Shri Purohit Swami ((1882-11-12)12 November 1882 – 1941) was a Hindu teacher from Maharashtra, India.

Purohit was born in Badnera, Vidarbha, India to a wealthy Maharashtran Brahmin family. His parents gave him the name Shankar Gajannan Purohit.

As a child he became proficient in Marathi, English, and Sanskrit. He was well educated, obtaining a B.A. in philosophy at Calcutta University in 1903 and a law degree from Deccan College and Bombay University.

As a teenager, he decided to be celibate (as a Brahmacharya), but in 1908 he accommodated his parents' wishes and married Godu Bai. After the birth of daughters in 1910 and 1914 and a son in 1915, he resumed his vow of celibacy.

A year or two before his marriage, he met a young man only four years older than himself named Natekar. Purohit says this meeting "was love at first sight," and Natekar, who later took the monastic name Bhagwan Shri Hamsa, became Purohit's guru.

In 1923 his guru directed him to embark on a mendicant pilgrimage the length and breadth of India. Begging bowl in hand, he passed several years in this way.

Purohit is known in the West principally for his work on translations of major Hindu texts, and his Autobiography of an Indian Monk (1932). He travelled to Europe on an extended visit in 1930.

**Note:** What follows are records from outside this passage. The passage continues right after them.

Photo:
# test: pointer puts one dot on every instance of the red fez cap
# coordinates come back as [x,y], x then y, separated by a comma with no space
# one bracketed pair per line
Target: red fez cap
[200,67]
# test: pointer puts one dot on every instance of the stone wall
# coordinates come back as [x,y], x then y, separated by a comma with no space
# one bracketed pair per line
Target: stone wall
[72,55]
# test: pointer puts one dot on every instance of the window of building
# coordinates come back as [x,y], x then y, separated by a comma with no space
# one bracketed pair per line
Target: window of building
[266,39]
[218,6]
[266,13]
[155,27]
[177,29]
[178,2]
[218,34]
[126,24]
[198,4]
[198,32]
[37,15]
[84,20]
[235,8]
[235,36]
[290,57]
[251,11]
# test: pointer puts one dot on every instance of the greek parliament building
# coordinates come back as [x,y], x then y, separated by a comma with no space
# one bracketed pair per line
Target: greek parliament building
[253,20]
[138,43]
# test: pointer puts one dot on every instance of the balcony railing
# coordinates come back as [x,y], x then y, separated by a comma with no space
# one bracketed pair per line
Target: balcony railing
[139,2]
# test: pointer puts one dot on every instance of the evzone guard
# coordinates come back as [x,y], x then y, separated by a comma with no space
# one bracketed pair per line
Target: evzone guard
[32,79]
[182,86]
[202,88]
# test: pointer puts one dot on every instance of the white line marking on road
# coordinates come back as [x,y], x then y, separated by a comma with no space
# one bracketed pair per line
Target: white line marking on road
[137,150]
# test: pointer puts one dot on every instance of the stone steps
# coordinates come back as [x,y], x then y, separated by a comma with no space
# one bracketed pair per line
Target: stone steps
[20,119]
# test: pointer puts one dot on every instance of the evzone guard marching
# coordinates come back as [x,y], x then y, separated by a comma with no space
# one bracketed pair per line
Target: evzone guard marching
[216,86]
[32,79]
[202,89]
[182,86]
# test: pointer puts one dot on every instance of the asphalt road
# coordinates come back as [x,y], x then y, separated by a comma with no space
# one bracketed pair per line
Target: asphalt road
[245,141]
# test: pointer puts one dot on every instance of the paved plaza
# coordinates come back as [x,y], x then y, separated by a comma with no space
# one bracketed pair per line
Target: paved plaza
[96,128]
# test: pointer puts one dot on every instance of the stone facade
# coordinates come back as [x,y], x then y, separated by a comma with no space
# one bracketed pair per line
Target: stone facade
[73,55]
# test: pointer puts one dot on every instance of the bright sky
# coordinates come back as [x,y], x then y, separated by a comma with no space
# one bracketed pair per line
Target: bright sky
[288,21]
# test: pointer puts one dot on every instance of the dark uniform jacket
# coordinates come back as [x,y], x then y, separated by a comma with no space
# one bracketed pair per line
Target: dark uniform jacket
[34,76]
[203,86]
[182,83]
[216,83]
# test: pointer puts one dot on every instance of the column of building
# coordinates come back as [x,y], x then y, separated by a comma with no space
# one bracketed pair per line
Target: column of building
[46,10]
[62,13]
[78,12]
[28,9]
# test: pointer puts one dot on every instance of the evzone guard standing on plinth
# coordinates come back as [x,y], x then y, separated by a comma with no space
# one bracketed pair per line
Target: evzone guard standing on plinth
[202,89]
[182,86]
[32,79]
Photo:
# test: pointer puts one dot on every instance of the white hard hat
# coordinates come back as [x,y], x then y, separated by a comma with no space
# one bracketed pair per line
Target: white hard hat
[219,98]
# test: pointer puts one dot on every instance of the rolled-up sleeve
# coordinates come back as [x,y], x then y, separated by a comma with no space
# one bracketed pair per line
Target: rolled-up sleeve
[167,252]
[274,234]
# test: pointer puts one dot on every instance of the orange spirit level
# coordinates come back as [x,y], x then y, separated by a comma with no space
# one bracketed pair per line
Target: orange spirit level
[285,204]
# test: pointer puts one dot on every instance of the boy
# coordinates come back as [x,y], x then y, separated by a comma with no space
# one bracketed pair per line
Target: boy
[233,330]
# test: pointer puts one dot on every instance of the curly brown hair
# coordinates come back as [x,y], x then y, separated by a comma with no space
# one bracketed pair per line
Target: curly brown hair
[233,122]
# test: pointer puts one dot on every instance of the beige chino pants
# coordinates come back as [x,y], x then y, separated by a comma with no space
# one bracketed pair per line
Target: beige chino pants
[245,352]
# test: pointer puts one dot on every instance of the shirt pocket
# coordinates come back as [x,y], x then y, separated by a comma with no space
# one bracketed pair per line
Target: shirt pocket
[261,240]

He translated the Bhagavad Gita into English, and this translation can be viewed here. Unlike most translations, Shri Purohit Swami's translates every word into English and avoids the use of Sanskrit concepts that may be unfamiliar to English-speakers, for example translating the word 'yoga' as 'spirituality'. He also avoids mentioning the Caste system; where the original Gita mentions the different castes he interprets this as different occupations within society. He also worked with W. B. Yeats during 1935 and 1936, on Majorca on the translations in The Ten Principal Upanishads (1938, Faber and Faber). Yeats included him in the Oxford Book of Modern Verse 1892–1935.

He represents a very important but largely unremembered link between the generation of Swami Vivekananda and the Post World War II society in which eastern thought has become an accepted element of spiritual life.